FDI is considered an important motivator of economic development and a principal avenue for the development finance. Over the last 10 years, FDI has been playing an essential role in maintaining the tempo of the current economic development of Bangladesh. Considering the country’s prevailing investment-friendly policies and overall development, foreign companies are showing their zeal to invest in Bangladesh.

We need to step up efforts and devise necessary initiatives to attract more foreign investments. Following the other Asian countries which have been able to attract massive FDI, Bangladesh should devise necessary measures to develop more infrastructures, build more skilled workforce, improve connectivity and encourage high-tech for a sustainable economic growth.

FDI has immensely 

contributed to reinforcing 

foreign reserves, creating

new job opportunities and

 increasing labour skills in

 recent times

Experts are of the opinion that global inflation, supply chain disruptions and the Russia-Ukraine war might disrupt the growth of FDI in the country in the coming days. On top of that, soaring transport costs due to a hike in fuel oil prices, fuel and electricity shortages, and significant devaluation of the local currency taka could be a heavy drag on the FDI inflow. 

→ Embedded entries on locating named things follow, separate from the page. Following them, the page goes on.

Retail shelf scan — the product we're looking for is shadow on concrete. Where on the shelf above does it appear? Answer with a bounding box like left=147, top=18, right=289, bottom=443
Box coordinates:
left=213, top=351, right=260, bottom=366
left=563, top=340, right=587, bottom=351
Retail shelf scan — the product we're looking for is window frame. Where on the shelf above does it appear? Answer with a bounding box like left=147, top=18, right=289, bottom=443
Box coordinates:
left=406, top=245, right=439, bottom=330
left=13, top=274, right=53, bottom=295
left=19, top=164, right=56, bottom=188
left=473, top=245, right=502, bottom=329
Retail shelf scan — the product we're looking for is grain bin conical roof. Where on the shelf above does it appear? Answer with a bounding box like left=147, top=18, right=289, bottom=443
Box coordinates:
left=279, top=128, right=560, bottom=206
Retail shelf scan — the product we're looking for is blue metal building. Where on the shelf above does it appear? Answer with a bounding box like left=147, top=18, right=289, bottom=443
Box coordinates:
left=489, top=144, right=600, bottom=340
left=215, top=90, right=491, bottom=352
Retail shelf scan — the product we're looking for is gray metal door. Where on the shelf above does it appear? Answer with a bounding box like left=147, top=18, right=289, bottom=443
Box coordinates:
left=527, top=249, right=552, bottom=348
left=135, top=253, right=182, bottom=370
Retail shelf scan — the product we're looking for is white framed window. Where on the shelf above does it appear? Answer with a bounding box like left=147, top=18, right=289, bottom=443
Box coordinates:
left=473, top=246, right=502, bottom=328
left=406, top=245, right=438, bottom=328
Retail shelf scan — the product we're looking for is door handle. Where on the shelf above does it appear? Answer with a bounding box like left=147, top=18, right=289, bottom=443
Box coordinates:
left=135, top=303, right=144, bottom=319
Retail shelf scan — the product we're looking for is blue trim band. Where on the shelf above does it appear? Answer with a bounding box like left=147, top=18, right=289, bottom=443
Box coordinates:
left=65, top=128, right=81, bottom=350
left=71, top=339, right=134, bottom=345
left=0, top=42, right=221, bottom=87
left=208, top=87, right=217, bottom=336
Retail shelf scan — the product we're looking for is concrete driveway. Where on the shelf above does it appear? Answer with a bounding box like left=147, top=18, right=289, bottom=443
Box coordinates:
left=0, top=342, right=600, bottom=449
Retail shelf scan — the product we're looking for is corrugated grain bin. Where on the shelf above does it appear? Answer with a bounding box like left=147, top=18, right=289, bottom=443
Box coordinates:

FDI has immensely contributed to reinforcing foreign reserves, creating new job opportunities and increasing labour skills in recent times. Needless to say, all these are the consequences of the government’s earnest endeavours and various time-befitting policies to attract investors and to create a congenial atmosphere for boosting the FDI inflow. It is worth mentioning that the incumbent government pursues the most liberal investment policy in South Asia which incorporates protection of FDI by law and duty-free import of raw materials. 

Though FDI has been increasing over the years, experts say that yet there is room for further investment in the coming days, especially in the post-corona era. 

Hence, necessary steps should be taken to ensure better business facilities alongside market diversification to garner more FDI. Last but not least, business-friendly environment, taxation reform and long-term policy are needed to boost FDI inflow.